Soldiers have detained an alleged hit man who is accused of kidnapping bus passengers, killing them and burying them in mass graves in northern Mexico, authorities said Thursday.
Abraham Barrios Caporal, 26, was captured in the Gulf coast state of Veracruz and has acknowledged working for the Zetas drug cartel, Mexico's Defense Department said in a statement.
Barrios Caporal is suspected of taking part in the killings of bus passengers and their burial in clandestine graves at a ranch in the town of San Fernando in Tamaulipas state, the department said.
He was arrested in the city of Coatzacoalcos Tuesday along with three other members of his cell, said army spokesman, Col. Ricardo Trevilla.
Authorities in Tamaulipas began uncovering bodies in mass graves in early April following reports that passengers were being pulled off buses at gunpoint.
As of early June, 193 bodies had been found in 26 graves.

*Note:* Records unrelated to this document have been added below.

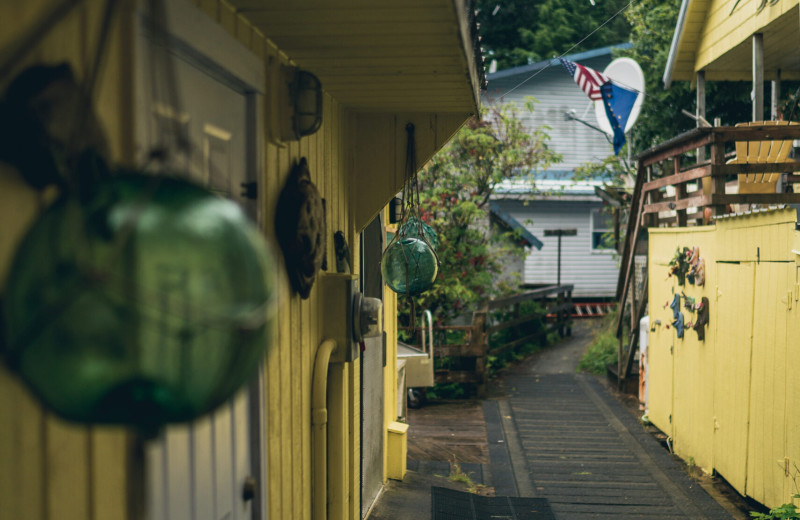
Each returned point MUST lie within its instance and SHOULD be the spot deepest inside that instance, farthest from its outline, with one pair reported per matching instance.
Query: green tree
(519, 32)
(652, 26)
(455, 188)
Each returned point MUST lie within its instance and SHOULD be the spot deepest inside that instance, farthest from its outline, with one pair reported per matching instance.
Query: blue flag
(618, 102)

Officials say most of those were Mexican migrants heading to the United States who were kidnapped off buses and killed by the Zetas drug cartel.
Barrios Caporal told authorities some of the passengers were kidnapped because were suspected of being members of the rival Gulf cartel.
San Fernando is the same place where 72 Central and South American migrants were slaughtered last August also by the Zetas.
Abraham Barrios Caporal, alias ''Erasmo,'' is shown to the media during a news conference in Mexico City, Thursday June 30, 2011. Barrios, who was detained by Army soldiers on Tuesday, is allegedly a member of Los Zetas drug cartel and was presumably involved in the kidnapping and killing of people founded in clandestine mass graves in the northern state of Tamaulipas.
Mass graves have become an increasingly common discovery in Mexico's brutal drug war, which has claimed more than 35,000 lives since President Felipe Calderon deployed thousands of federal security forces four years ago to fight traffickers. The offensive led to a splintering of the country's cartels and increased gang fighting over territory.
On Thursday, gunmen opened fire during a soccer game in the resort city of Acapulco, killing two people and wounding at least two children who were watching the match.
The victims were city police officers who were playing in a match against Guerrero state government employees, said state police in Guerrero state, where Acapulco is located.
Authorities offered no motives in the killings.
Factions of the Beltran Leyva cartel have been fighting for control of Acapulco since the December 2009 killing of cartel boss Arturo Beltran Leyva.